Les jeunes socialisent devant un écran. Tout se passe et doit être validé sur des réseaux sociaux. 25 ans de cela, la mère était à la maison et s’occupait de ses enfants. Aujourd’hui, les enfants sont laissés à eux-mêmes. Zot fer se ki zot kontan avan, apre ler lekol, paran pa kone. Les informations, c’est sur Internet qu’ils vont les chercher. Oui, il faut travailler et faire bouillir la marmite, mais pas au détriment de la famille et des enfants. On ne doit pas oublier que le week-end existe et qu’on peut en profiter pour renforcer la cellule familiale. D’autres facteurs, comme la pauvreté, les familles brisées ou recomposées, sont aussi à l’origine du mal-être des jeunes.

l La femme s’est battue pour obtenir son émancipation sur tous les plans. Est-ce qu’elle devrait retourner à la case départ pour prévenir la délinquance juvénile ?

— Non ! Mais ni les femmes et ni les hommes ne sont des robots. Ce que je veux dire, c’est qu’il n’est pas possible de travailler 7 sur 7 et que les parents doivent trouver du temps pour établir le dialogue avec leurs enfants. Même si la société est en mutation, cela ne nous empêche pas de travailler, de nous engager dans nos activités et de garder nos valeurs. Il ne suffit pas de demander à l’enfant : tou korek lekol ? Ki to bizin, plim, kayer ? Aujourd’hui, les parents trouvent que cela ne vaut pas la peine de parler aux enfants, parce qu’ils ne changeront pas et les enfants pensent que les adultes ne les écouteront pas ! Par ailleurs, nous aussi, en tant que pédagogues, nous ne voyons pas toujours les parents ! Certes, il n’est pas évident de prendre un leave du travail pour se présenter régulièrement à l’école. Mais les parents ont la possibilité d’appeler le collège, de s’enquérir du comportement et de la performance académique de leurs enfants. Mettre un mot à l’intention de l’enseignant dans le journal scolaire de l’enfant… Je pense qu’il y a des parents d’élèves qui ne lisent même pas les remarques des enseignants dans le journal de leurs enfants !

l Des collégiens toxicomanes, agressifs, irrespectueux, bullyers…:Ce sont là des cas qui reflètent une jeunesse en souffrance? Ou est-ce que cela ne concerne qu’un petit pourcentage de nos jeunes ?

— C’est à mon avis un petit pourcentage de jeunes qui ne se retrouvent pas dans des projets extrascolaires, qui sans doute ne les intéressent pas. Il y a quand même de nombreux jeunes engagés dans différentes activités, comme le scoutisme, le sport, dans des clubs services et autres. Dans le cadre scolaire, on ne demande jamais aux jeunes ce qui les intéresse. On établit des programmes pour eux. Il faut accorder de l’importance à la parole des enfants et, croyez-moi, ils ont de quoi dire.

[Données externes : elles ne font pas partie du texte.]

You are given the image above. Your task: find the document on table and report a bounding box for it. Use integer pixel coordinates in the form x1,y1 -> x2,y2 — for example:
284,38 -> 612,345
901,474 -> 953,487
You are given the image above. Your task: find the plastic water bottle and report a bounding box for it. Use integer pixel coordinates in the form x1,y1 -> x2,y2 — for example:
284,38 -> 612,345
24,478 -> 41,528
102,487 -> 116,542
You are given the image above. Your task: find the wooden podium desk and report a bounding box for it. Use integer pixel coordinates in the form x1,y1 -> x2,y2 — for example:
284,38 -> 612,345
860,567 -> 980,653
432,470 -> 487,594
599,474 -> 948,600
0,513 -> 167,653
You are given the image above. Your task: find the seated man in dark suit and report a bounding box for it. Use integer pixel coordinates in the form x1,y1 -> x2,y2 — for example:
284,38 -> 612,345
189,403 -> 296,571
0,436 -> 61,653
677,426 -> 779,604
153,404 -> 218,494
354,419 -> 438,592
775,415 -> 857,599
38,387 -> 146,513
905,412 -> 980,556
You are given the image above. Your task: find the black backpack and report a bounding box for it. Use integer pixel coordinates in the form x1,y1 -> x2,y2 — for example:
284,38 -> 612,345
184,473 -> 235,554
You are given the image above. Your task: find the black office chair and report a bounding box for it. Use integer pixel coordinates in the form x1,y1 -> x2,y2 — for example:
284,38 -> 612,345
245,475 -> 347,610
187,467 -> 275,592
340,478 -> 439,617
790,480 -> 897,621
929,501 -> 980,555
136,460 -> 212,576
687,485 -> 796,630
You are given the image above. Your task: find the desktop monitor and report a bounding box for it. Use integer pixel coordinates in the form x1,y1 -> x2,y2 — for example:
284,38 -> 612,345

Mais que faire pour régler rapidement le problème comportemental de certains collégiens en public ? Je ne sais pas ! Lorsqu’ils sont en groupe, ils sont ingérables. Les receveurs d’autobus en prennent souvent pour leur grade. Nous, pédagogues, n’avons aucun contrôle sur eux, une fois qu’ils sont dans un autre environnement que scolaire. Ils ne craignent même plus les policiers en uniforme, car la police, il faut le dire, n’incarne pas toujours l’autorité et le respect de l’ordre ! La répression ne marchera pas. Je reviens à ce que j’ai dit précédemment, nous avons besoin d’une approche multisectorielle. Les autorités doivent revoir leurs copies !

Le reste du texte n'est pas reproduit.